Ne croyez pas cependant, pères et mères, que les soins donnés par nous à vos enfants puissent leur suffire, et que le pasteur ou le maître le plus zélé vous remplace jamais pleinement auprès d’eux. Hélas! l’instruction la plus prompte est encore trop tardive, puisque l’homme a le pouvoir et l’inclination de faire du mal avant que son esprit soit en état de réfléchir et d’enchaîner les idées les plus simples.

C’est donc à vous, pères et mères, à commencer l’éducation de vos enfants dès l'entrée de leur voie, et longtemps avant qu'ils puissent venir à nous.

C’EST à vous de jeter dans leurs jeunes cœurs les semences des vertus chrétiennes et les premiers principes des vérités saintes que nous travaillerons ensuite à développer.

Si vous laissez perdre ce temps précieux de l’enfance, vous les priverez vous-mêmes de toutes les ressources qu’ils pourraient trouver dans nos instructions, car ils manqueront, pour ainsi dire, d’un sens, d’un organe nécessaire pour les retenir et les comprendre; ils seront comme ces plantes qu’on a laissées languir, sécher dès leur naissance, et qui, lors même que dans la suite on les arrose, on les cultive, ne sont plus susceptibles d’accroissement. VOUS DEVEZ DONC ÊTRE LEUR PREMIER PASTEUR, LEUR PREMIER MAÎTRE. Vous le devez, et vous le pouvez!

Je sais qu’il est des parents qui ne craignent pas d’alléguer leur incapacité; et si j’avais à parler à ceux qui se servent de cette excuse pour déguiser leur négligence, leur indifférence pour la religion, je me contenterais de leur demander de quel droit ils ont cru pouvoir être pères, lorsqu’ils n’étaient pas en état d’en remplir le premier devoir, ou pourquoi ce sont eux précisément qui sont les moins attentifs à nous envoyer leurs enfants et à venir avec eux à nos catéchismes, afin d’apprendre à les instruire avec simplicité.

Mais j’aime à penser que je parle à des parents chrétiens, qui nous exposent de bonne foi une crainte que leur inspire la tendresse paternelle, et je leur répondrai que pour donner à un enfant les premiers principes de la religion, pour l’élever dans la crainte de Dieu et dans l’amour de son Sauveur, il ne faut pas beaucoup de loisir ou de lumières.

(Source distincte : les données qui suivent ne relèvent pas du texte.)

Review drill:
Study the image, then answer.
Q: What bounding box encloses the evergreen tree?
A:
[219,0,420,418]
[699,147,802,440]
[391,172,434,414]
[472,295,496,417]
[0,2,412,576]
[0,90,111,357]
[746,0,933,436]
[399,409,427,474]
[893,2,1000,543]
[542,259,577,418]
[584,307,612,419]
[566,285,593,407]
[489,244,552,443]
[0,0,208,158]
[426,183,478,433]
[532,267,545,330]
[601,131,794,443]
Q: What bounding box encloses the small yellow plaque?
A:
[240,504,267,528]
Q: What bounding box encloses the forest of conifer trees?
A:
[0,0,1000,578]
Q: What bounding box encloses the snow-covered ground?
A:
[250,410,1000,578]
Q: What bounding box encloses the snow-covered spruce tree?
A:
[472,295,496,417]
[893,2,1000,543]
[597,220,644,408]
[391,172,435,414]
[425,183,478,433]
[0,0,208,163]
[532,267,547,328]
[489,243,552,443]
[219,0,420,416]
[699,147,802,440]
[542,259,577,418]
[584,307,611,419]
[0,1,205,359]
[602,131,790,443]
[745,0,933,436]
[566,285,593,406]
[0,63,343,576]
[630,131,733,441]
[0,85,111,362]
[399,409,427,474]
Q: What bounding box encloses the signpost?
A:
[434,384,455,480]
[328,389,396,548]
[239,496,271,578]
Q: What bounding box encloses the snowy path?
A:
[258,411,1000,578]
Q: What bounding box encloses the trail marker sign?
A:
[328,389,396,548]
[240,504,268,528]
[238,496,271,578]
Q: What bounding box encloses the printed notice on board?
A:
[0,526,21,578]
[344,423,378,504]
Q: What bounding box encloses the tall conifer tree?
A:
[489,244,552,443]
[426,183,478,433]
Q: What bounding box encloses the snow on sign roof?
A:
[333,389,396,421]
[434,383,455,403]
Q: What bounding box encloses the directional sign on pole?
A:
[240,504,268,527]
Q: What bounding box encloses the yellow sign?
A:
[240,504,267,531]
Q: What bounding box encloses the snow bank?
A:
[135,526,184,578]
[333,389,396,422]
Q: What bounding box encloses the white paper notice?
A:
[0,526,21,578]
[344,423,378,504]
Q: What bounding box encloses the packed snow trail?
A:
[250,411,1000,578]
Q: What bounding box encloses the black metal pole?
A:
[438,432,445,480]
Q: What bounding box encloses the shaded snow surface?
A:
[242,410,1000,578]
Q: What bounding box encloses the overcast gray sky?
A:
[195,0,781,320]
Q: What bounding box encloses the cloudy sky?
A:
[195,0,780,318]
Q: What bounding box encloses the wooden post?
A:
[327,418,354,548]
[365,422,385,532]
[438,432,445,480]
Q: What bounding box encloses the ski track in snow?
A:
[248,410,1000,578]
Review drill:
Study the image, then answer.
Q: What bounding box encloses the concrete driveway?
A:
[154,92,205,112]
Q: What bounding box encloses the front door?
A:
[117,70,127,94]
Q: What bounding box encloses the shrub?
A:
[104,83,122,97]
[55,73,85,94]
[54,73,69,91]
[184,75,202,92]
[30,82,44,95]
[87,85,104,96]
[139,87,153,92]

Ce qu’il faut surtout, c’est un intérêt vif et pressant, un cœur droit, un jugement sain. Les vérités sur lesquelles sont fondés les devoirs de l’homme, furent autrefois entrevues, du moins en partie, par quelques philosophes qui, renfermés dans l’enceinte de leurs écoles, les communiquaient mystérieusement à un petit nombre de disciples; mais depuis que Jésus joignant à une sagesse divine cette admirable simplicité qui le caractérise, depuis que Jésus, l’ami des hommes, est venu les instruire et découvrir les trésors de sagesse et de science qui étaient auparavant cachés, (Col. II, 2-3) on a pu dire que le soleil de justice a lui sur l’univers, et toutes les vérités morales ont acquis une évidence qui ne laisse rien à désirer.


Lisez donc avec vos enfants ce Livre le plus attrayant pour le sage et le seul dont il ne se lasse jamais; ce Livre qui, tel qu’une riche mine d’or où chacun puise à proportion de ses forces, est à la portée du plus simple, tandis qu’il offre au savant le sujet des méditations les plus sublimes.

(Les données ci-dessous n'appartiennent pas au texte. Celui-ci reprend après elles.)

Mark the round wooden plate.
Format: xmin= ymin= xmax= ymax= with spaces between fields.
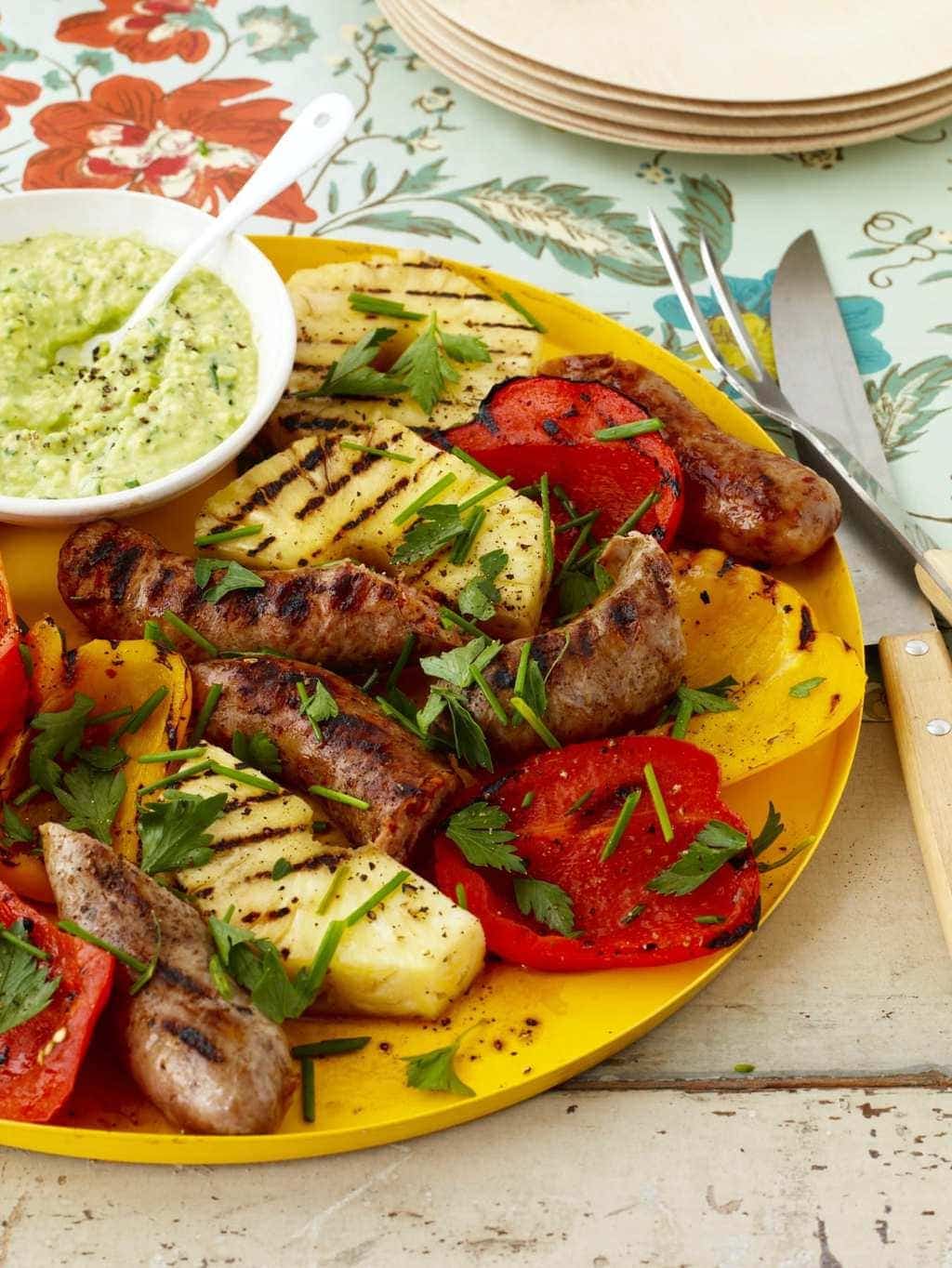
xmin=0 ymin=237 xmax=862 ymax=1164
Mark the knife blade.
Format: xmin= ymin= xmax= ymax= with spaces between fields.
xmin=771 ymin=231 xmax=935 ymax=643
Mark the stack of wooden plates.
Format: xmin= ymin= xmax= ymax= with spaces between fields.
xmin=379 ymin=0 xmax=952 ymax=153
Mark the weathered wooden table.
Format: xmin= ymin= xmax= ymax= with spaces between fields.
xmin=0 ymin=722 xmax=952 ymax=1268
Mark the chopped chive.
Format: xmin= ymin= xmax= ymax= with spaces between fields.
xmin=538 ymin=471 xmax=555 ymax=574
xmin=339 ymin=440 xmax=416 ymax=463
xmin=57 ymin=920 xmax=149 ymax=975
xmin=599 ymin=788 xmax=641 ymax=864
xmin=644 ymin=762 xmax=674 ymax=840
xmin=344 ymin=868 xmax=409 ymax=926
xmin=348 ymin=290 xmax=426 ymax=321
xmin=163 ymin=611 xmax=218 ymax=655
xmin=300 ymin=1056 xmax=317 ymax=1122
xmin=440 ymin=607 xmax=484 ymax=638
xmin=670 ymin=700 xmax=694 ymax=739
xmin=317 ymin=863 xmax=350 ymax=916
xmin=192 ymin=682 xmax=224 ymax=743
xmin=0 ymin=924 xmax=49 ymax=960
xmin=555 ymin=511 xmax=602 ymax=533
xmin=509 ymin=696 xmax=562 ymax=748
xmin=136 ymin=745 xmax=205 ymax=766
xmin=115 ymin=687 xmax=168 ymax=739
xmin=456 ymin=476 xmax=512 ymax=515
xmin=86 ymin=705 xmax=132 ymax=727
xmin=210 ymin=759 xmax=282 ymax=793
xmin=384 ymin=630 xmax=417 ymax=691
xmin=499 ymin=290 xmax=545 ymax=335
xmin=512 ymin=638 xmax=533 ymax=696
xmin=469 ymin=665 xmax=509 ymax=727
xmin=594 ymin=418 xmax=664 ymax=440
xmin=615 ymin=492 xmax=660 ymax=537
xmin=555 ymin=522 xmax=592 ymax=585
xmin=139 ymin=759 xmax=212 ymax=797
xmin=393 ymin=471 xmax=456 ymax=523
xmin=195 ymin=523 xmax=264 ymax=549
xmin=618 ymin=903 xmax=646 ymax=924
xmin=565 ymin=788 xmax=594 ymax=814
xmin=308 ymin=784 xmax=370 ymax=811
xmin=290 ymin=1035 xmax=370 ymax=1062
xmin=450 ymin=506 xmax=485 ymax=564
xmin=450 ymin=445 xmax=496 ymax=480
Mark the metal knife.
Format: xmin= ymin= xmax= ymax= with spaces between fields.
xmin=771 ymin=232 xmax=952 ymax=954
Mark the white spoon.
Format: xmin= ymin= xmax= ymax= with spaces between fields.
xmin=63 ymin=93 xmax=353 ymax=363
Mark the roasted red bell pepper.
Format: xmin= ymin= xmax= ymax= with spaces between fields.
xmin=0 ymin=549 xmax=27 ymax=735
xmin=435 ymin=735 xmax=760 ymax=970
xmin=0 ymin=885 xmax=115 ymax=1122
xmin=445 ymin=376 xmax=683 ymax=557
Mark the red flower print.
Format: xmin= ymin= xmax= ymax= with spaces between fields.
xmin=56 ymin=0 xmax=218 ymax=62
xmin=23 ymin=74 xmax=317 ymax=222
xmin=0 ymin=75 xmax=39 ymax=128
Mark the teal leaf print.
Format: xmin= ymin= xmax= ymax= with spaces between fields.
xmin=348 ymin=209 xmax=479 ymax=243
xmin=238 ymin=4 xmax=317 ymax=62
xmin=442 ymin=177 xmax=667 ymax=285
xmin=866 ymin=356 xmax=952 ymax=461
xmin=76 ymin=48 xmax=115 ymax=74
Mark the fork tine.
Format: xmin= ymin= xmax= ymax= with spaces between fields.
xmin=701 ymin=233 xmax=768 ymax=383
xmin=648 ymin=208 xmax=760 ymax=408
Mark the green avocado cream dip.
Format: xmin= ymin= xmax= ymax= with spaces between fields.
xmin=0 ymin=233 xmax=258 ymax=497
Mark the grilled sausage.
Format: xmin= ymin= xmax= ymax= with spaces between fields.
xmin=57 ymin=520 xmax=460 ymax=667
xmin=39 ymin=823 xmax=297 ymax=1135
xmin=543 ymin=354 xmax=841 ymax=564
xmin=192 ymin=657 xmax=457 ymax=858
xmin=468 ymin=533 xmax=687 ymax=757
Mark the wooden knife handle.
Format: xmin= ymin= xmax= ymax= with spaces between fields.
xmin=879 ymin=629 xmax=952 ymax=955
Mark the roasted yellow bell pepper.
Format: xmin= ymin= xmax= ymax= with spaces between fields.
xmin=655 ymin=550 xmax=866 ymax=784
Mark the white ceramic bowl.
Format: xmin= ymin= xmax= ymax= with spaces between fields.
xmin=0 ymin=189 xmax=297 ymax=525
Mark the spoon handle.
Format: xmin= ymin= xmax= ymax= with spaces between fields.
xmin=119 ymin=93 xmax=353 ymax=334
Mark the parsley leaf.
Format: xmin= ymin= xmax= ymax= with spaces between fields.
xmin=401 ymin=1025 xmax=475 ymax=1097
xmin=195 ymin=558 xmax=265 ymax=603
xmin=4 ymin=805 xmax=37 ymax=846
xmin=0 ymin=920 xmax=60 ymax=1035
xmin=232 ymin=731 xmax=282 ymax=774
xmin=645 ymin=819 xmax=747 ymax=896
xmin=512 ymin=877 xmax=575 ymax=937
xmin=390 ymin=504 xmax=467 ymax=563
xmin=456 ymin=550 xmax=509 ymax=621
xmin=446 ymin=801 xmax=526 ymax=872
xmin=139 ymin=793 xmax=228 ymax=877
xmin=419 ymin=635 xmax=502 ymax=691
xmin=306 ymin=326 xmax=407 ymax=398
xmin=298 ymin=679 xmax=341 ymax=741
xmin=53 ymin=763 xmax=126 ymax=846
xmin=750 ymin=801 xmax=784 ymax=858
xmin=29 ymin=693 xmax=94 ymax=793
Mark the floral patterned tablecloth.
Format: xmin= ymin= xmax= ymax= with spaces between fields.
xmin=0 ymin=0 xmax=952 ymax=546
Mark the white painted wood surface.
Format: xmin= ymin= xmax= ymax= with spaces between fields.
xmin=0 ymin=724 xmax=952 ymax=1268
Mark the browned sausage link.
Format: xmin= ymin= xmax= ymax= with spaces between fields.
xmin=468 ymin=534 xmax=686 ymax=757
xmin=39 ymin=823 xmax=297 ymax=1135
xmin=541 ymin=354 xmax=841 ymax=564
xmin=192 ymin=657 xmax=456 ymax=858
xmin=59 ymin=520 xmax=459 ymax=667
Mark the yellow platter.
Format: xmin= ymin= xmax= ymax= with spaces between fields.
xmin=0 ymin=237 xmax=864 ymax=1164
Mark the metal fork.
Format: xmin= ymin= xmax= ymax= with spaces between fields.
xmin=648 ymin=210 xmax=952 ymax=614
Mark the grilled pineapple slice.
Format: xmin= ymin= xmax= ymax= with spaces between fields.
xmin=268 ymin=251 xmax=541 ymax=447
xmin=195 ymin=419 xmax=550 ymax=639
xmin=177 ymin=746 xmax=485 ymax=1018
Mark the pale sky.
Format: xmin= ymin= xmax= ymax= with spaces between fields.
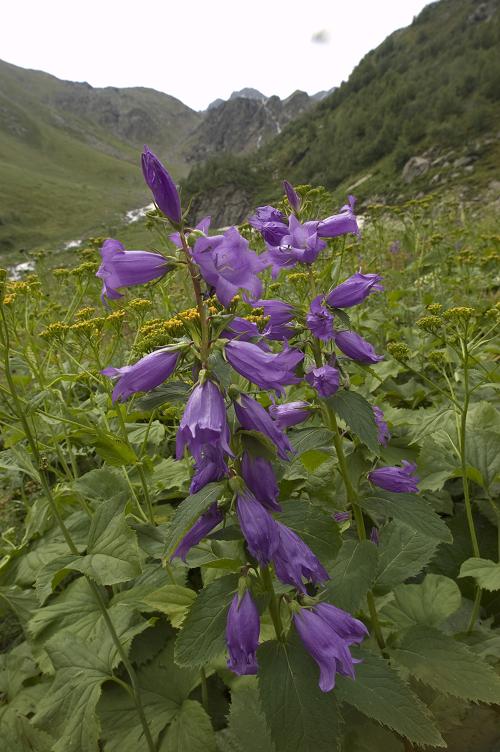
xmin=0 ymin=0 xmax=428 ymax=110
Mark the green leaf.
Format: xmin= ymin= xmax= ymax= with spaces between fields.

Lisez avec eux non pas ces livres prophétiques de l’Ancien Testament, trop profonds ou trop élevés pour leur âge, mais ces belles histoires des patriarches, dont les mœurs simples ont encore tant de charme pour nous, quoique nous nous en soyons tant éloignés; celle du jeune Joseph, où brillent avec tant d’éclat la sagesse de la Providence et le triomphe de la vertu.

Lisez avec eux cette étonnante histoire de la prédication des Apôtres, ce monument éternel de leur zèle, de leur fidélité, de leurs travaux, de leurs souffrances et des triomphes de l’Esprit saint.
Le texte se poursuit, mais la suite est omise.